To the best of our knowledge, measurement of pK levels in patients with exudative pleural effusions has not been reported. Measurement of pleural pH is useful for the diagnosis and management of patients with pleural effusions. It has been recommended that pleural pH should be measured using a blood gas analyzer.22 By coincidence, because the blood gas analyzer automatically measured electrolyte levels, we observed that pK levels were increased in some patients with high pADA levels. In the present study, there was a linear correlation between pLDH and pADA in patients with tuberculous pleuritis, as well as in patients with PPE, whereas there was a linear correlation between pK and pADA only in patients with PPE. For this reason, pK was used as a predictive factor, although multiple linear regression showed that pLDH was also associated with high pADA levels. When pK levels were >5.0 mEq/L, one of 16 patients with pADA levels >50 IU/L received a diagnosis of tuberculous pleuritis, whereas the other 15 patients received a diagnosis of PPE. On the other hand, pK levels were high in one patient (5%) with tuberculous effusion, three patients (7%) with malignant effusions and one (10%) with a miscellaneous effusion (Fig. 1); however, these high levels of pK were due to increased serum K+ levels.

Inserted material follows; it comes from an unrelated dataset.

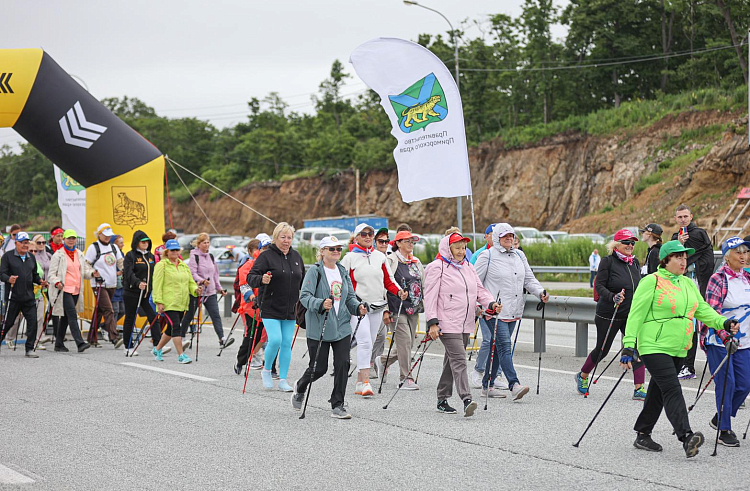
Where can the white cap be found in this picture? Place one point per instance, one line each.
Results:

Increased pK levels may be explained by the development of acidosis in pleural fluid due to anaerobic utilization of glucose by neutrophils and bacteria, and the fact that acidosis (low pH) in the pleural cavity causes an extracellular shift of potassium (high pK levels). In patients with PPE, pK and pLDH levels were increased, and pleural glucose levels and pH decreased according to the exudative stage (Table 3). There was no inverse linear correlation between pK levels and pleural pH in patients with simple PPE, whereas in patients with complicated PPE, there was an inverse correlation (data for patients with empyema was not included in this analysis) (Fig. 2). An inverse linear correlation between pK levels and pH in the pleural cavity may occur when neutrophil migration is accelerated by bacterial invasion, but not when vascular permeability increases due to the production of pro-inflammatory cytokines.

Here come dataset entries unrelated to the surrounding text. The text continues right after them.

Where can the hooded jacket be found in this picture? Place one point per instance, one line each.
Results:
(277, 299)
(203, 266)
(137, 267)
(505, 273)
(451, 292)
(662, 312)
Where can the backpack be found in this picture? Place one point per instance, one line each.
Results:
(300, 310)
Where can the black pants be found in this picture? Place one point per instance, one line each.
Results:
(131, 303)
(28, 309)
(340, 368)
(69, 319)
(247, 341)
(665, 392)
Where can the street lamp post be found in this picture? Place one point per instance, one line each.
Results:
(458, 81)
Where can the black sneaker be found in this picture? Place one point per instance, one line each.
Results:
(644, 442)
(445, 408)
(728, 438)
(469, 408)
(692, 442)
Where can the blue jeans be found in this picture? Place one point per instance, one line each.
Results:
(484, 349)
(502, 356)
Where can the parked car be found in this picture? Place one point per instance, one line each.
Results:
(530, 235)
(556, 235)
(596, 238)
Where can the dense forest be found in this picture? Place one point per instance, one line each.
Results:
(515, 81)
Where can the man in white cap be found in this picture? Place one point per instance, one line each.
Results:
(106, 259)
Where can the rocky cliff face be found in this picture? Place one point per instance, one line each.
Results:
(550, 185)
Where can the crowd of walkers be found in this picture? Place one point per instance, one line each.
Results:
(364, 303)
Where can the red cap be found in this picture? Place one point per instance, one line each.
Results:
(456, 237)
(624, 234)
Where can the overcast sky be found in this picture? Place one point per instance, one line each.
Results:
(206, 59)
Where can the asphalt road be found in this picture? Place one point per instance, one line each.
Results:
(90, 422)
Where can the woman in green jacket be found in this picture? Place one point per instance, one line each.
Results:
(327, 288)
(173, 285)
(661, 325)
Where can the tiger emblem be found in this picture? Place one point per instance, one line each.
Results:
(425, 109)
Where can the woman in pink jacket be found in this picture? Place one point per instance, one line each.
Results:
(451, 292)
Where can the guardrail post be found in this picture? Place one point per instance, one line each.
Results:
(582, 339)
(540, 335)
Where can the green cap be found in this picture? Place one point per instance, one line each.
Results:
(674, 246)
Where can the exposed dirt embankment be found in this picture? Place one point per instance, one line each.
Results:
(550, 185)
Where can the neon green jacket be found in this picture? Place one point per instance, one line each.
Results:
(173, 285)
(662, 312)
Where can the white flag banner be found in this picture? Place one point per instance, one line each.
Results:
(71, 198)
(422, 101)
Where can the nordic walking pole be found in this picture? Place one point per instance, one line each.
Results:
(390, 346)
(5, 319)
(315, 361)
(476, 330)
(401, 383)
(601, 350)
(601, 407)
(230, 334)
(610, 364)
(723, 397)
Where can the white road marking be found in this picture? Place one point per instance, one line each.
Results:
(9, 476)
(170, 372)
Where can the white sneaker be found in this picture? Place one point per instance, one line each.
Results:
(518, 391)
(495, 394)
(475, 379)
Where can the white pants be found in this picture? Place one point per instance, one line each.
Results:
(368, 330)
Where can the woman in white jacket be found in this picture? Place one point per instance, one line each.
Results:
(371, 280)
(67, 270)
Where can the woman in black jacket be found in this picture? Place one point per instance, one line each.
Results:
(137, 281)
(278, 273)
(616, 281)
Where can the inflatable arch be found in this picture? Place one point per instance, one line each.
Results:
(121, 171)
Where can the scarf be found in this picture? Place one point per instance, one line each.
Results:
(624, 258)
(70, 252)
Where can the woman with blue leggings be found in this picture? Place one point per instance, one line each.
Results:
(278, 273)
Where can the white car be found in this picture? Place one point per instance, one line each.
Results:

This was a retrospective study. However, additional measurement of pK during routine pleural fluid analysis is not disadvantageous to patients with pleural effusions. We suggest that measurement of pK in exudates with high pADA levels would be useful for distinguishing PPE from tuberculous pleuritis without the necessity for a pleural fluid differential cell count. In conclusion, high pADA levels do not necessarily indicate the presence of tuberculous pleuritis when pK levels exceed 5.0 mEq/L.